A tiny spoiled loaf of sugar, representing the consignment that is beginning to rot in the warehouse; the tiny dog with a flack of blood on its head; the miniature of a woman with swollen belly; the replica of the English boy with a stab wound; the empty parakeet cage; are these accidental flaws, lucky guesses or products of some devilish foreknowledge? Nella has to find out, but the miniaturist remains hidden, unreachable behind the walls of the house in Kalverstraat ‘at the sign of the sun’.

“This is not a small baby … Nella thinks of the little cradle in the cabinet house and a shiver runs up her body. How did the miniaturist know about this?”

As the predictions of the miniaturist become more sinister, the household approaches a crisis, one that neither money – nor love – will be able to avert. And as we reach the climax of the plot, the question posed by the first two sentences of the prologue comes back to haunt us. Just whose funeral are we attending?
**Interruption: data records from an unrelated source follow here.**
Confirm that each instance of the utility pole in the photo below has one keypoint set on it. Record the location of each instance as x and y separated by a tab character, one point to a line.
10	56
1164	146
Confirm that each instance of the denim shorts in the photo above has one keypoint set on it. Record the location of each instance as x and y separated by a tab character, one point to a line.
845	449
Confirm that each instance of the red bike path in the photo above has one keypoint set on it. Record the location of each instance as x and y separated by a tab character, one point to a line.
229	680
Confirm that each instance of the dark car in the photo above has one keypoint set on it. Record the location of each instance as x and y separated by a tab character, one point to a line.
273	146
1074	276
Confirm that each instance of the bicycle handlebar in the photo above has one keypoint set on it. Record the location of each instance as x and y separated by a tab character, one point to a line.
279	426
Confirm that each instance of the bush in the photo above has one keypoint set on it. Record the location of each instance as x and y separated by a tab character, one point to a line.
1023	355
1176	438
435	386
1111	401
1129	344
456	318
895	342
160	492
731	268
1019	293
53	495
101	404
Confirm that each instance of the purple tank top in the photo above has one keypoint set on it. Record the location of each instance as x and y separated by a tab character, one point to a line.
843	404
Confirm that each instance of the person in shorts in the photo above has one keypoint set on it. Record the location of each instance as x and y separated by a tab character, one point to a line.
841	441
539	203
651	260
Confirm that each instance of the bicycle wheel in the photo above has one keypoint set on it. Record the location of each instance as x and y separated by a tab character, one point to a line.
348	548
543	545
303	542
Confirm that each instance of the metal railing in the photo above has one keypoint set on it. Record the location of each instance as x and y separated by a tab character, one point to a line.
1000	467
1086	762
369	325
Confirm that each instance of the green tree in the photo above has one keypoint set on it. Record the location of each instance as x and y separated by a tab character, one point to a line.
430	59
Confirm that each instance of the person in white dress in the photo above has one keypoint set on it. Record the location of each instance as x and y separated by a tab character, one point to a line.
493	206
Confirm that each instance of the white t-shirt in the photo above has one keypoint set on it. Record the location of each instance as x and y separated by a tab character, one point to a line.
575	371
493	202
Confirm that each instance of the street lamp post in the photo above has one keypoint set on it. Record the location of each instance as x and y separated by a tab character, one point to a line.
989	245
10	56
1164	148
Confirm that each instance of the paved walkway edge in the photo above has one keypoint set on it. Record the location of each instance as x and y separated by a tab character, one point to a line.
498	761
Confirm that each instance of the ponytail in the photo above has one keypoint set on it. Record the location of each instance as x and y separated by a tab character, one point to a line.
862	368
The Miniaturist is an unusual, suspenseful story of love and hate, of prejudice and injustice. The relationships are not always what they seem. And in the open ending, there is a crumb of hope that out of tragedy and loss may come something good and lasting. Burton knows how to use words to create atmosphere; she is good at surprises. I enjoyed the book and might read it again soon to pick up nuances of style and character missed on the first reading.